Puncaknya pada 1 Februari 2021 lalu, militer memutuskan untuk menggulingkan dan menahan pemimpin sipil Myanmar, Aung San Suu Kyi. Sebab, partai yang mendukung Suu Kyi menang telak pada pemilu lalu.
Keputusan kudeta oleh junta militer, memicu protes. Dan setiap harinya, massa yang turun ke jalan terus bertambah. Mirisnya, penambahan itu berjalan seiring dengan jumlah korban tewas dari massa pendemo.

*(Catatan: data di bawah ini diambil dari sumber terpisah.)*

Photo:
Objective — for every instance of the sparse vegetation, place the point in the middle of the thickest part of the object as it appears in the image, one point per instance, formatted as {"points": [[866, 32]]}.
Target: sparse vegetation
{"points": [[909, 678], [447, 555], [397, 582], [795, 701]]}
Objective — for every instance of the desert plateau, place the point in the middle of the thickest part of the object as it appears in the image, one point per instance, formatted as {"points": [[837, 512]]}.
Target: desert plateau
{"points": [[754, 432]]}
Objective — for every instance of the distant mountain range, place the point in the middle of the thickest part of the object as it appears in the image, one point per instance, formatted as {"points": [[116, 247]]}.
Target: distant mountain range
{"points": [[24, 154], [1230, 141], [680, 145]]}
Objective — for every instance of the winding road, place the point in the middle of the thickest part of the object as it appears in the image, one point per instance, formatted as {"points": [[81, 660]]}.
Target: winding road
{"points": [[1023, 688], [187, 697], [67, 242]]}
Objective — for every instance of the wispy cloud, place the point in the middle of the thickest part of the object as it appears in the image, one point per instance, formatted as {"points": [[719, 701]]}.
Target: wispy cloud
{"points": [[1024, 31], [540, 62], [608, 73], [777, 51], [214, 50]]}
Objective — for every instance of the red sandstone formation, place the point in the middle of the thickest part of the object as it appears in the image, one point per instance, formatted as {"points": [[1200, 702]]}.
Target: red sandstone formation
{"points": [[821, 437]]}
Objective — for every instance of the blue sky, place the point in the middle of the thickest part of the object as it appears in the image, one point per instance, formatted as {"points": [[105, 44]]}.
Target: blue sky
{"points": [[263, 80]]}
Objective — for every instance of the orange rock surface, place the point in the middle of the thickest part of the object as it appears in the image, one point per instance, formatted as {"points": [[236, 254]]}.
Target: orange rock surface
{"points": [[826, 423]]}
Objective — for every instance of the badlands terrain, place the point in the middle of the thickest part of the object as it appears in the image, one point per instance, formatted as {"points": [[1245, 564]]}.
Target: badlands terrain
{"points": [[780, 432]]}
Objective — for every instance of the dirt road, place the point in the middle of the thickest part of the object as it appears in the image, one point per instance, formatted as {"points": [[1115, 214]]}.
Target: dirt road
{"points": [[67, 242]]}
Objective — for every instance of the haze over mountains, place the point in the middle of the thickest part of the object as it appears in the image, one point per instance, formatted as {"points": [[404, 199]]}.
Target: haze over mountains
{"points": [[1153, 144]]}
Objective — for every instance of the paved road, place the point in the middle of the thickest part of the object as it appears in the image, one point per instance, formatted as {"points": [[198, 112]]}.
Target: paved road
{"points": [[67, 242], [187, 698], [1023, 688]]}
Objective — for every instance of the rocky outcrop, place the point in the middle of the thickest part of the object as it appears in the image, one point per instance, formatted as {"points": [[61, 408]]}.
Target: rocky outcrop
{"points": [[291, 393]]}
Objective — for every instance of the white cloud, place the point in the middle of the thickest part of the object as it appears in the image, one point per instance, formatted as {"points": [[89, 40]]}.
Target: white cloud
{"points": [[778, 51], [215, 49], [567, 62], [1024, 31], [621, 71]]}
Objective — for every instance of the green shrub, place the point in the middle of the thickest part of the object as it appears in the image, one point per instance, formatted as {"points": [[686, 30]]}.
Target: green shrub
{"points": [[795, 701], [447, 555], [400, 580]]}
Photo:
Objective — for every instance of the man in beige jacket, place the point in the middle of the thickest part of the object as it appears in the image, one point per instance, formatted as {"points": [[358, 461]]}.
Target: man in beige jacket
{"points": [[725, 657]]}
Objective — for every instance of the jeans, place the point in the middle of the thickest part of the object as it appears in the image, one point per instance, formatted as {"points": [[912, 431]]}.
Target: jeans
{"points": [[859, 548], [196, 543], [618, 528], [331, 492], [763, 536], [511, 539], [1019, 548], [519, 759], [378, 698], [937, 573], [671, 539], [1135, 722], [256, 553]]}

Berjatuhannya para pendemo, akibat cara penanganan anarkis dan represif dari aparat setempat. Tindakan ini pun sudah mendapat respons yang beragam dari dunia internasional. Kekuatan Barat juga telah berulang kali menghantam para jenderal Myanmar dengan sanksi.
Di sisi lain, pihak Inggris pun menyerukan serta menginisiasi untuk diadakannya pertemuan Dewan Keamanan Perserikatan Bangsa-Bangsa pada hari Jumat nanti. Meski banyak tekanan, namun pihak junta militer tetap mengabaikan kecaman global, menanggapi pemberontakan dengan kekuatan yang meningkat.
Utusan PBB untuk Myanmar Christine Schraner Burgener mengatakan bahwa hingga Rabu 3 Maret 2021, bertambah lebih dari 50 orang pendemo yang telah tewas, jumlah itu adalah total keseluruhan korban, sejak pengambil alihan oleh pihak junta militer, dengan lebih banyak lagi yang terluka. Sehari sebelumnya, tercatat setidaknya 17 orang pendemo tewas, dengan Monywa di wilayah Sagaing Tengah, mencatat 7 korban.
Dia pun mengimbau agar PBB segera mengambil tindakan yang sangat keras terhadap para jenderal, menambahkan bahwa dalam percakapannya dengan mereka, mereka telah menepis ancaman sanksi. "Hari ini adalah hari paling berdarah sejak kudeta terjadi. Hanya hari ini, 38 orang tewas,” tuturnya sebagaimana dikutip dari AFP, Kamis (4/3/2021).